The menu of races offered by the Breeders’ Cup serves to identify the most versatile athletes with regularity, while sometimes thoroughly confusing the folks who must pull the trigger.
In 1985, Greinton won the Californian and Hollywood Gold Cup on dirt and finishing a heartbreak second in the Arlington Million on grass. Trainer Charlie Whittingham owned the colt with partners Howell Wynne Jr. and Mary Bradley, but it was up to Charlie to decide between the Classic and the Turf for the Breeders’ Cup at Aqueduct. Either way, Greinton would need to be supplemented at a cost of either $360,000 or $240,000.
This reporter can attest that Whittingham agonized over the call, and he agonized over very few things. The weather report finally steered Charlie away from what figured to be the kind of muddy main track Greinton could not abide. Of course, the day was dry, and Greinton finished seventh to Pebbles in the Turf.
Six years later, trainer Bruce Jackson arrived at the Breeders’ Cup at Churchill Downs with In Excess, winner of the Met Mile, Suburban, Whitney, and Woodward. Only a decent effort in the Classic stood between the California-based colt and Horse of the Year. And yet Jackson, knowing more about his horse than the rest of us, opted for the Mile on the grass.
“I’ve never really thought of my horse as a mile-and-a-quarter horse,” Jackson told reporters, hoping they forgot the Belmont track record set by In Excess in the 10-furlong Suburban. “He’s worked very well twice on the turf here. He really seems to like it.”
In Excess finished in a dead heat for ninth in the Mile. Black Tie Affair won the Classic and with it, Horse of the Year.
Then again, sometimes it works out. In 2001, Sheikh Mohammed’s Godolphin crew arrived in New York with Arc de Triomphe winner Sakhee and Irish Champion winner Fantastic Light. They would be split between the Classic and the Turf, and when Fantastic Light outworked his stablemate on the main track, the deal seemed to be sealed. Then came entry time, and Sakhee ended up in the Classic.
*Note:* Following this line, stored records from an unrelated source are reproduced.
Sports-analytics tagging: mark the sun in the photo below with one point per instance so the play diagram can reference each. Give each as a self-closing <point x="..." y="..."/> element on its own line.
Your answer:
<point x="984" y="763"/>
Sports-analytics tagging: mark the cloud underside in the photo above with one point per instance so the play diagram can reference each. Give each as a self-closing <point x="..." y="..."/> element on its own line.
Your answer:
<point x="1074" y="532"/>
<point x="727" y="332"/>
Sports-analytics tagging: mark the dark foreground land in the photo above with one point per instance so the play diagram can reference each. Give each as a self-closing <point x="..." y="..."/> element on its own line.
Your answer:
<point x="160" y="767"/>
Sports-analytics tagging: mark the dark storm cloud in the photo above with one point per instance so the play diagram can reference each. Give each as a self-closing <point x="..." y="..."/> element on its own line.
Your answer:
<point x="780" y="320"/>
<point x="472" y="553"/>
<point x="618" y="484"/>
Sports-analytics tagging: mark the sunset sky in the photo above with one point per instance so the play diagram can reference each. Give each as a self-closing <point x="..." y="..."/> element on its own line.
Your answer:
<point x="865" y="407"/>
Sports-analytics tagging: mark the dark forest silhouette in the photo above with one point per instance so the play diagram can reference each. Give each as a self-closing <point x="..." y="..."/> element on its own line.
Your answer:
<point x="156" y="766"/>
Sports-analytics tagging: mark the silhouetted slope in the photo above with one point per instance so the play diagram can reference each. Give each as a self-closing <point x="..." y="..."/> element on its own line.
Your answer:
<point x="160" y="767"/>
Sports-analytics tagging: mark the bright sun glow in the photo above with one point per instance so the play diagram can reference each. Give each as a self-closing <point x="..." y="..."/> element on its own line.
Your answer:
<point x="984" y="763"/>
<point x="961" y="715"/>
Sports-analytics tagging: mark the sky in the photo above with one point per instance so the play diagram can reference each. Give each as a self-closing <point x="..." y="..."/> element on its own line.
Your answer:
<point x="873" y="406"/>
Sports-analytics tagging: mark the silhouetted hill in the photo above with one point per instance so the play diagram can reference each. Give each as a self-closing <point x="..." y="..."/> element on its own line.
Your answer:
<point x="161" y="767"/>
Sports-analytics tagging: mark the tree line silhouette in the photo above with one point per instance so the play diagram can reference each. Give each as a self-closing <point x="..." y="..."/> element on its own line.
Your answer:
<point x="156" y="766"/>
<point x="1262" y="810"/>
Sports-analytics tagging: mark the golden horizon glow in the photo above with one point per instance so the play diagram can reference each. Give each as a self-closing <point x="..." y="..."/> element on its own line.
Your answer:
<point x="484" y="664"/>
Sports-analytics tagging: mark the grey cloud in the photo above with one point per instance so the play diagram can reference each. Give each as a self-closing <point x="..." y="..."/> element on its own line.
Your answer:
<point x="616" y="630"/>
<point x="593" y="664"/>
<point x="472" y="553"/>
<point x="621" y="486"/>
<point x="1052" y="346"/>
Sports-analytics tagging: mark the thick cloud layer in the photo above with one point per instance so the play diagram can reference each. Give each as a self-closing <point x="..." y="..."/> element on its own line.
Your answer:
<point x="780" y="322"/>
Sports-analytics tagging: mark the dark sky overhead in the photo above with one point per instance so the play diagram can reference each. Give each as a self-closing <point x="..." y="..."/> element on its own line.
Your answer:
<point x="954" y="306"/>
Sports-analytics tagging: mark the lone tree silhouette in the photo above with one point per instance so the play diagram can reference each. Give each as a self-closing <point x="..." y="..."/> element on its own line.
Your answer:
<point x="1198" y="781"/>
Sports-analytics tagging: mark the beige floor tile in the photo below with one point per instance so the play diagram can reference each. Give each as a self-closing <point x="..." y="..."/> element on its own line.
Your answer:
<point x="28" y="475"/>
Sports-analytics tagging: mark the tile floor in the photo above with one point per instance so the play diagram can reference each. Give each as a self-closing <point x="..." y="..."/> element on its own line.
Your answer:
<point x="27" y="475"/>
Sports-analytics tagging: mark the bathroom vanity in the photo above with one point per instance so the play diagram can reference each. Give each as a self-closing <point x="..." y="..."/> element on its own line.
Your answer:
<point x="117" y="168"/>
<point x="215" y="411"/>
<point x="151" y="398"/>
“We like to surprise people,” trainer Saeed bin Suroor said.
Fantastic Light won the Turf with little fuss, while Sakhee finished second, by a nose, to Tiznow in the Classic.
Summers says he still wakes up in a cold sweat recalling the 2017 BC Sprint at Del Mar, when Biscuits found himself too far back for his own good and then came with a fast-closing third. He respects Imperial Hint, but he also can do the math. The stretch at Churchill Downs is 100 yards longer than Del Mar’s.
Then again, Mind Your Biscuits proved his serious chops at a one-turn mile last June, when he came within a nose of beating Bee Jersey in the Metropolitan.
“On the sheets, it was his best performance,” the trainer said. “And I was watching Bee Jersey going into that race. Steve Asmussen had him trained to perfection.”
A year ago, Summers and his horse were stabled in the same Del Mar shed row as the Asmussen Breeders’ Cup horses, including Gun Runner, who, according to the common wisdom, was unproven at the 1 1/4 miles of the Classic. How did that work out?
“Gun Runner’s first Breeders’ Cup race was the Dirt Mile,” Summers noted. “We were with him last year in Dubai when he prepared for the World Cup, and again at Del Mar, and we saw how he matured.
“Comparing them side by side, they have a similar build, and similar personalities, although Biscuits is a little more playful,” Summers added. “We always said, ‘If Gun Runner can do this, why can’t we?’ That’s how we’ve continued to make this journey.”